Wednesday, October 11, 2017

My Review of The Cottingley Secret by Hazel Gaynor

I said my story had many beginnings, and the day the camera arrived was one of them. After all, without the camera, there wouldn’t have been any photographs. Without the camera, I wouldn’t have a story to tell. . . .
1917… It was inexplicable, impossible, but it had to be true—didn’t it? When two young cousins, Frances Griffiths and Elsie Wright from Cottingley, England, claim to have photographed fairies at the bottom of the garden, their parents are astonished. But when one of the great novelists of the time, Sir Arthur Conan Doyle, becomes convinced of the photographs’ authenticity, the girls become a national sensation, their discovery offering hope to those longing for something to believe in amid a world ravaged by war. Frances and Elsie will hide their secret for many decades. But Frances longs for the truth to be told.
One hundred years later… When Olivia Kavanagh finds an old manuscript in her late grandfather’s bookshop she becomes fascinated by the story it tells of two young girls who mystified the world. But it is the discovery of an old photograph that leads her to realize how the fairy girls’ lives intertwine with hers, connecting past to present, and blurring her understanding of what is real and what is imagined. As she begins to understand why a nation once believed in fairies, can Olivia find a way to believe in herself?
  • Paperback: 416 pages
  • Publisher: William Morrow Paperbacks (August 1, 2017)
  • Language: English
  • ISBN-10: 006249984X
  • ISBN-13: 978-0062499844


Magical..., Enchanting..., Sublime ..., are just some of the words I could use to begin.  It's all true!   

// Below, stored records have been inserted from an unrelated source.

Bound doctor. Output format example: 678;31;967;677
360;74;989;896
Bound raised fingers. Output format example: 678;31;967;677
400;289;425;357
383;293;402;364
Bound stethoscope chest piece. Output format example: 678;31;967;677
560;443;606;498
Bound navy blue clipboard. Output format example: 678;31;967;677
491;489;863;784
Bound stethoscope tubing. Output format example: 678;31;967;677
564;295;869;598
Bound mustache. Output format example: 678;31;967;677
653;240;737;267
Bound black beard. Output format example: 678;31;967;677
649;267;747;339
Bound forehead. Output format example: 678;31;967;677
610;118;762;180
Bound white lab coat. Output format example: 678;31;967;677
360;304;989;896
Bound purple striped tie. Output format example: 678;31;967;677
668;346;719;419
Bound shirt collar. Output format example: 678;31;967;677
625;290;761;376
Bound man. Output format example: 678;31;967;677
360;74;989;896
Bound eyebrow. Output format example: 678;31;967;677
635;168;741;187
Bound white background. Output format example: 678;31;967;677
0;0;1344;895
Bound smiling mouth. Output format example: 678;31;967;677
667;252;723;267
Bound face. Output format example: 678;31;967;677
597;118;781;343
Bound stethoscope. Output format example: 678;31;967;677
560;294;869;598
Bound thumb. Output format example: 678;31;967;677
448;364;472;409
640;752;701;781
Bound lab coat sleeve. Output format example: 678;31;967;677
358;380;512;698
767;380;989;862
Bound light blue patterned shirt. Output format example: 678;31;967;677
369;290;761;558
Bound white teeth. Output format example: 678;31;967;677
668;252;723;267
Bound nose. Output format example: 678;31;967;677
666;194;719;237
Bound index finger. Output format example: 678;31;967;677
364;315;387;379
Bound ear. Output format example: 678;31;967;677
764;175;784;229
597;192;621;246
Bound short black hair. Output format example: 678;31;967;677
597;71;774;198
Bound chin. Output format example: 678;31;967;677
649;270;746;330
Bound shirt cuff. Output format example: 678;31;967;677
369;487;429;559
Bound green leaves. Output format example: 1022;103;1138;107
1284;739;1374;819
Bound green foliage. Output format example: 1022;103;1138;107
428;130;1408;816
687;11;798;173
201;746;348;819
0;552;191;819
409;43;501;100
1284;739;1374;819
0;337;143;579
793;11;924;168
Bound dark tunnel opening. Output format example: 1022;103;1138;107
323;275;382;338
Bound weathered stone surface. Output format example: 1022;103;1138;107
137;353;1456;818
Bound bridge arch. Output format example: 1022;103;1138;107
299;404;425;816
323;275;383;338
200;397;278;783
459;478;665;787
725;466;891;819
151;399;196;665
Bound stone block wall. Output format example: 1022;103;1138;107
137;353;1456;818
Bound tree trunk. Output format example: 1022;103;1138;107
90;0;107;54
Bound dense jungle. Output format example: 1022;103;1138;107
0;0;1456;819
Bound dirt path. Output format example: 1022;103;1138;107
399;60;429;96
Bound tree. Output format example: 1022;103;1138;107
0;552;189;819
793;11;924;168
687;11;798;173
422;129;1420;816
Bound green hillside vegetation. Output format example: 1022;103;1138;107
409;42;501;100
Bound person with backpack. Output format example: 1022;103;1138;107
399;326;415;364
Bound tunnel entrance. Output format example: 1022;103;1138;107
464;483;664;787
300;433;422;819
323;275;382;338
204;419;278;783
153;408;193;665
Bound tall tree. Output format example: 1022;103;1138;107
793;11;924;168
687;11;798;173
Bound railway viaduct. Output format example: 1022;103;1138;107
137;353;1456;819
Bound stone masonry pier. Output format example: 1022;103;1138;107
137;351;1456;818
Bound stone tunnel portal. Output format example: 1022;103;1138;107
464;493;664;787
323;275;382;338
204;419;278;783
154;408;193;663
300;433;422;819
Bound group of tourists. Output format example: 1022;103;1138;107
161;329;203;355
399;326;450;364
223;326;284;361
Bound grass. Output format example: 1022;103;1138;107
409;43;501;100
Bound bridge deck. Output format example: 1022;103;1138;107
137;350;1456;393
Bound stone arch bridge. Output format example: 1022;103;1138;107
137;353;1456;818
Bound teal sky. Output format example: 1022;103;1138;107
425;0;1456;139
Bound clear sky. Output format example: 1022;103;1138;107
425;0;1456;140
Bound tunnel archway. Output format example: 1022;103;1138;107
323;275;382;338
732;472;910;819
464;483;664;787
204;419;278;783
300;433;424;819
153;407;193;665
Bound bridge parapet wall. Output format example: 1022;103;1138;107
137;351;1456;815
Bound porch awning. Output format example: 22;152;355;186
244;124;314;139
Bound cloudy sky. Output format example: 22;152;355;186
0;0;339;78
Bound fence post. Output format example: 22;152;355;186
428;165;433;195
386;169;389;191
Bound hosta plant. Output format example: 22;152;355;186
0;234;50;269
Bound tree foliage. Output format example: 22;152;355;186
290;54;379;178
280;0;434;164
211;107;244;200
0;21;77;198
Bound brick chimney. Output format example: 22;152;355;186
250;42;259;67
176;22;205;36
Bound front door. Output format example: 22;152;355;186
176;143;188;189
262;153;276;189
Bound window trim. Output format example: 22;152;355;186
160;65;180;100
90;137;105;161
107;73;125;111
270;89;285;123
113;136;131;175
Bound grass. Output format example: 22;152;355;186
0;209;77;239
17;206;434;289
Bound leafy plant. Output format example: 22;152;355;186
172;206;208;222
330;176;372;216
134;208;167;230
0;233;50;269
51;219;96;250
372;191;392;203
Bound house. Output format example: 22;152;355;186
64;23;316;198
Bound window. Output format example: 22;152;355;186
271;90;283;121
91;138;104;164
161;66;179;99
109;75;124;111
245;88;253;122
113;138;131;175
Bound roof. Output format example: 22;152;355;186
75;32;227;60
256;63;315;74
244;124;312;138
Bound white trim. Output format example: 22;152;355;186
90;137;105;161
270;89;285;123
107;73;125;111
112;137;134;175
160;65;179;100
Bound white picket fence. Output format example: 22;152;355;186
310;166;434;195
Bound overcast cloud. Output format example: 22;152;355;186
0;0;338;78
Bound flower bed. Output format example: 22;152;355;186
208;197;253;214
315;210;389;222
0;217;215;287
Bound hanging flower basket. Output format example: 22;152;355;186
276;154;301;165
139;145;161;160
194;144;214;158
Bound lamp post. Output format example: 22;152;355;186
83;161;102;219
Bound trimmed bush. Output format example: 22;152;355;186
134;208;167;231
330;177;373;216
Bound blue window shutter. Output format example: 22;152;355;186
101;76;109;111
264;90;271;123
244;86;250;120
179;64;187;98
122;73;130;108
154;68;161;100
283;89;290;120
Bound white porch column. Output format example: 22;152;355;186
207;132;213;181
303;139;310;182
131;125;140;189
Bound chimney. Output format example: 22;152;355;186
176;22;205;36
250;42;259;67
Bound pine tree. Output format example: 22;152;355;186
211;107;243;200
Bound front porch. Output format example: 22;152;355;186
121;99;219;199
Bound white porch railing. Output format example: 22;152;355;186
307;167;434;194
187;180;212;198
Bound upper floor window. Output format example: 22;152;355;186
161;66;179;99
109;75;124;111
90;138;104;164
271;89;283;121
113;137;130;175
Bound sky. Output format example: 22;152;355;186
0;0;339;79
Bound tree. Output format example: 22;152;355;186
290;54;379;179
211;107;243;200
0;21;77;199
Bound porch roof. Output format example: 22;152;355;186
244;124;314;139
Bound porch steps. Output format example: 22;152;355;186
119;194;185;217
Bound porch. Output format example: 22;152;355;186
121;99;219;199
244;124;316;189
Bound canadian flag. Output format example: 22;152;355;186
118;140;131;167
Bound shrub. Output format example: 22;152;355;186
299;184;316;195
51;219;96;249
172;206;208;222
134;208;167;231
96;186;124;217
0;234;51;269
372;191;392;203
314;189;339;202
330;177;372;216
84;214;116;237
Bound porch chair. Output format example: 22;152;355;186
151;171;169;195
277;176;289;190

Whether or not you are familiar with the story of the Cottingley fairies from the nineteenth-century doesn't really matter. I needed a book to read that would put me in a peaceful mood and a contemplative one at that. This is it for me!  Truly, The Cottingley Secret is a retelling of the controversial events of Frances Cottingley from Yorkshire, England and the very interesting photographs of a little girl in a wood playing with fairies!  

I didn't know the story at all but I have seen the photographs online over the years and always wondered what really happened. Author, Hazel Gaynor with incredible imagination and foresight has created two story lines connecting families across two decades.  I was hooked from the opening paragraph.  

When I hear the word Yorkshire, I think nature and beauty but I also immediately think of The Bronte Sisters.  What I loved about The Cottingley Secret was that it introduced me to a part of Yorkshire unfamiliar to me; Cottingley. I appreciate the author's adept usage of Yorkshire terms i.e., nowt meaning nothing  and a lot of thou's and thee's.  I have some friends in and around Yorkshire who I contacted to ask if the slang usage or terminology was authentic. Luckily for me, I was told a firm "yes".  

Also, I am relieved that Hazel Gaynor did not feel the urge to wrap up Olivia's present day story line in a big red bow with a happily ever after ending. I don't want to give anything away but there is a love interest named, Ross, whom I immediately loved.  You see, dear readers, sometimes in life you are not always promised a happy ending. For some people some obstacles cannot be cleared. Sometimes you have to start with friendship and see where that leads. 

I actually had a childhood experience that involved fairies that I never truly talked about. Suffice it to say, I wholeheartedly believe in them and they do exist. A huge thank you to Hazel Gaynor and Frances Griffiths for reminding me of my past childhood experiences. 

I hope everyone who wants to read a truly, beautifully written and engaging story, gives The Cottingley Secret a chance. You will not be disappointed. 

To purchase the book in the United States,  Amazon US

To purchase the book in the United Kingdom,  Amazon UK

For the author's website,  Hazel Gaynor

2 comments:

Hels said...

I am very familiar with the story of the Cottingley fairies WW1, especially interesting when we moderns consider the social and spiritual beliefs of British life back then. I will read the novel and link it to my paragraph.

Many thanks
Hels
http://melbourneblogger.blogspot.com.au/2016/11/19th-century-hoaxes-exotic-princess.html

Kimberly Eve said...

Hi Hels,

Yes, 1917 was the year in the novel.
Thank you for reading the novel and for your links.